Bethlehems Bürgermeister Anton Salman zufolge hatte die Stadt ursprünglich 3000 geladene Gäste eingeplant, etwa örtliche Pfadfinder-Gruppen und Musikbands aus verschiedenen Teilen der Welt, die normalerweise Besucher während Heiligabend-Festivitäten unterhalten. Nun sieht es mehr als trübe aus. Gerade mal 15 Gäste, darunter örtliche Bürgermeister, der Bezirksgouverneur, der Lateinische Patriarch von Jerusalem und andere Geistliche, dürfen dabei sein, wenn der Weihnachtsbaum vor der Geburtskirche am Donnerstag erstmals zum Erstrahlen gebracht wird. Der 85-jährige Palästinenser-Präsident Mahmud Abbas, der normalerweise an der Zeremonie teilnimmt, wurde ebenfalls eingeladen, aber bislang ist unklar, ob er kommt.

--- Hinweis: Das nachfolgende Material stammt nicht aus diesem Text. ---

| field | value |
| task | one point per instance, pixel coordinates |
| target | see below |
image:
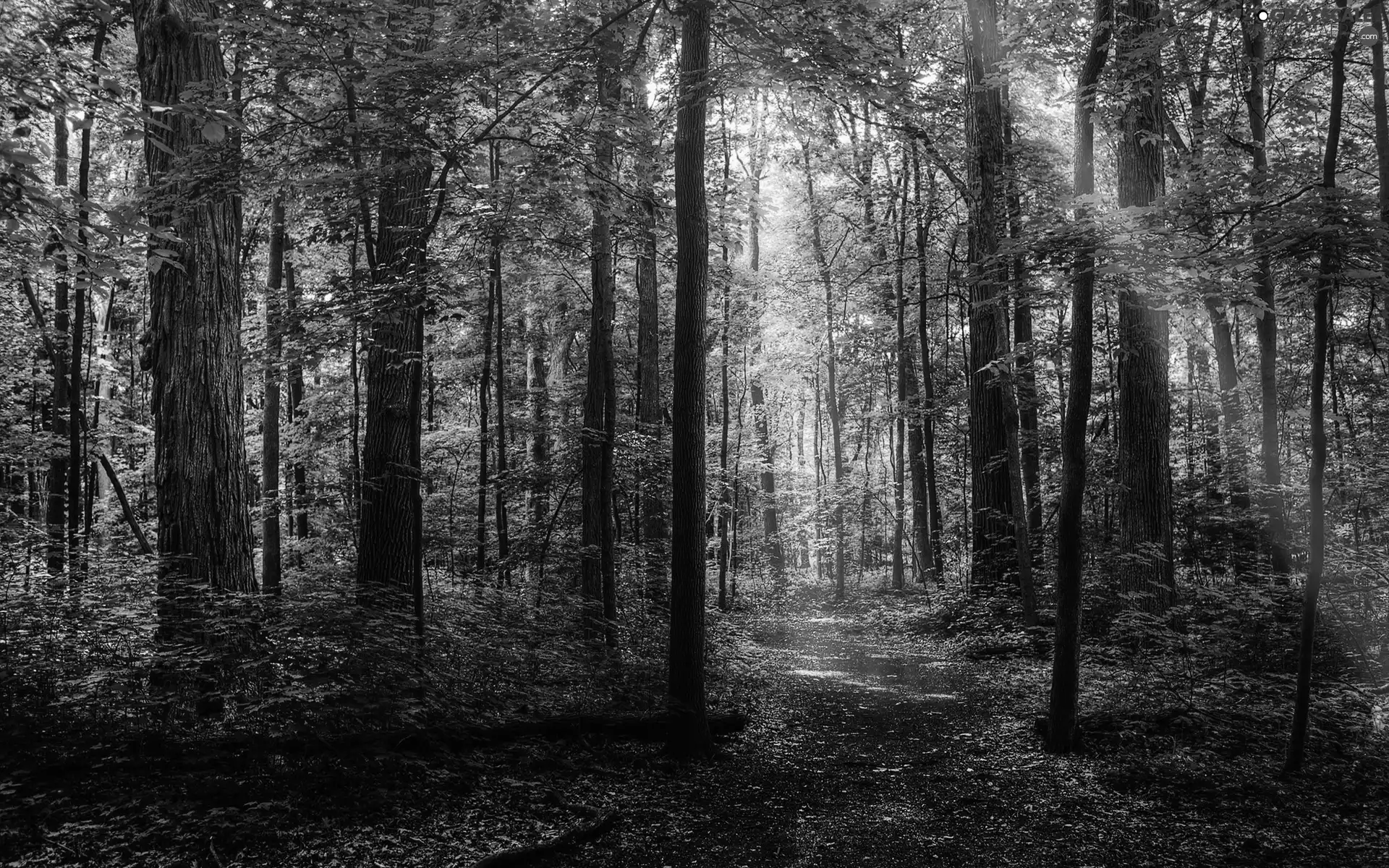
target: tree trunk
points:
(270, 418)
(193, 346)
(899, 489)
(689, 724)
(817, 246)
(1070, 529)
(649, 356)
(992, 506)
(1267, 327)
(928, 539)
(598, 579)
(1321, 335)
(1144, 417)
(296, 398)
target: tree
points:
(1144, 416)
(1070, 535)
(193, 345)
(1321, 332)
(689, 727)
(270, 425)
(599, 579)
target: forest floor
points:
(875, 739)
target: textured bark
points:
(484, 425)
(990, 486)
(193, 345)
(649, 356)
(689, 732)
(1267, 327)
(270, 417)
(771, 519)
(1070, 531)
(1144, 414)
(598, 578)
(833, 407)
(1317, 472)
(499, 484)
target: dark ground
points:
(866, 749)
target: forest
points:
(694, 433)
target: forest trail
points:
(867, 752)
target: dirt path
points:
(866, 753)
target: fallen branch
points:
(531, 853)
(427, 739)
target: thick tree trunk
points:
(484, 424)
(537, 400)
(771, 519)
(689, 723)
(1267, 328)
(817, 246)
(930, 538)
(1144, 417)
(295, 368)
(649, 359)
(992, 504)
(1070, 531)
(63, 365)
(1321, 336)
(499, 482)
(270, 418)
(193, 346)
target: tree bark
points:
(1267, 327)
(193, 345)
(598, 578)
(1144, 417)
(1321, 336)
(270, 417)
(649, 354)
(771, 519)
(689, 732)
(928, 539)
(1070, 531)
(992, 504)
(833, 407)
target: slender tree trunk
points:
(499, 482)
(598, 578)
(1267, 326)
(193, 346)
(899, 567)
(689, 728)
(990, 489)
(1144, 418)
(726, 503)
(484, 424)
(649, 356)
(270, 418)
(63, 362)
(1321, 336)
(296, 398)
(1070, 529)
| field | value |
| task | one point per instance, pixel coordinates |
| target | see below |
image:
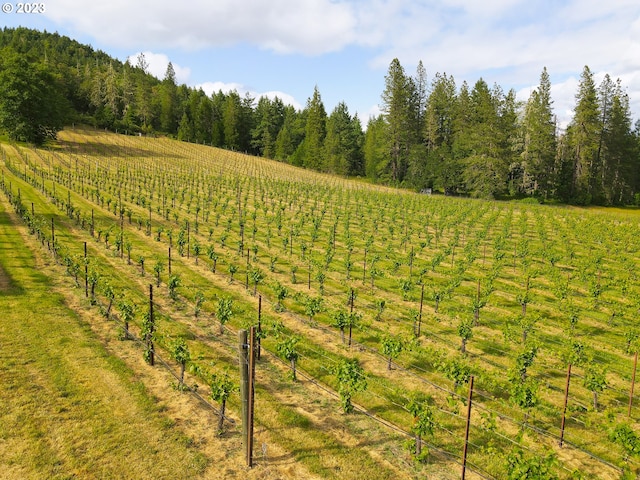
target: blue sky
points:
(287, 47)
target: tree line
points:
(467, 140)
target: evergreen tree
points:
(168, 101)
(619, 154)
(442, 169)
(375, 148)
(315, 132)
(400, 114)
(31, 107)
(583, 141)
(484, 166)
(539, 142)
(343, 143)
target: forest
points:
(469, 140)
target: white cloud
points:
(505, 41)
(213, 87)
(158, 63)
(285, 26)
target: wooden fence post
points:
(466, 432)
(564, 411)
(243, 360)
(633, 382)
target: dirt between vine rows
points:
(224, 453)
(5, 282)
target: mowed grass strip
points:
(69, 409)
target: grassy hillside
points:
(437, 290)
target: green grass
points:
(69, 409)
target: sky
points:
(285, 48)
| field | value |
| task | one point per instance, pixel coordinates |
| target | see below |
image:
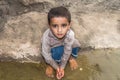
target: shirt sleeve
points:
(67, 48)
(46, 53)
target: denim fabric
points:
(57, 52)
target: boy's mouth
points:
(59, 34)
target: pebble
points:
(81, 69)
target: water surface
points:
(100, 64)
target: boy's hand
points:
(60, 73)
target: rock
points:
(21, 36)
(98, 30)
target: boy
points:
(58, 43)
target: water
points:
(101, 64)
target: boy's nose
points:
(59, 29)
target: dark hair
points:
(59, 12)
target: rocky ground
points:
(22, 23)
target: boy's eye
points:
(54, 25)
(64, 25)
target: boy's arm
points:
(47, 55)
(67, 49)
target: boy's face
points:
(59, 26)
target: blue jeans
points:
(57, 52)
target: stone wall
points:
(22, 23)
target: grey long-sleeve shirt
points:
(50, 41)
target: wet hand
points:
(60, 73)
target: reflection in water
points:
(101, 64)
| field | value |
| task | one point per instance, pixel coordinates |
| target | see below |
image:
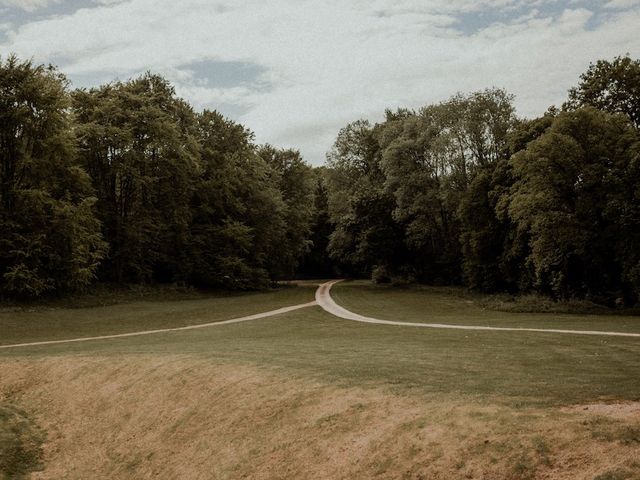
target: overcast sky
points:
(296, 71)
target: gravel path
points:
(324, 300)
(165, 330)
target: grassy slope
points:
(307, 395)
(24, 325)
(156, 416)
(444, 306)
(530, 368)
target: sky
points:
(296, 71)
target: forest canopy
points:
(126, 183)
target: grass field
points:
(309, 395)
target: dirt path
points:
(324, 300)
(165, 330)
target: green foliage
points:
(50, 239)
(569, 190)
(612, 86)
(294, 180)
(237, 220)
(138, 143)
(366, 233)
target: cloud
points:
(622, 4)
(311, 67)
(27, 5)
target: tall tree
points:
(238, 220)
(137, 141)
(612, 86)
(49, 236)
(294, 179)
(571, 185)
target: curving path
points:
(324, 300)
(165, 330)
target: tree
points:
(366, 236)
(571, 185)
(430, 159)
(49, 237)
(612, 86)
(238, 220)
(137, 141)
(294, 179)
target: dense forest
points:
(126, 183)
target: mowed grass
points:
(43, 323)
(507, 367)
(445, 305)
(309, 395)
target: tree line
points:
(126, 183)
(465, 192)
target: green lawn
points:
(437, 305)
(529, 368)
(42, 323)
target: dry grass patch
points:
(184, 417)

«Nichts wird so sein wie bisher»

Auch bei der Mitternachtsmesse, die der Lateinische Patriarch sonst stets vor religiösen Führungspersonen, örtlichen Prominenten und Hunderten von internationalen Besuchern zelebriert, wird die Besucherzahl diesmal drastisch zurückgestutzt. An der Gästeliste werde noch gearbeitet, sagt Salman, aber sie werde religiöse Führer und einige ausländische Diplomaten einschliessen. Die allgemeine Öffentlichkeit kann den Gottesdienst nur auf dem Bildschirm verfolgen, sie wird live übertragen. 

«Niemand kann die Verantwortung übernehmen, eine Menge Leute zu Weihnachtsveranstaltungen einzuladen», sagt der Bürgermeister. «Nichts wird während der Pandemie so sein wie bisher.»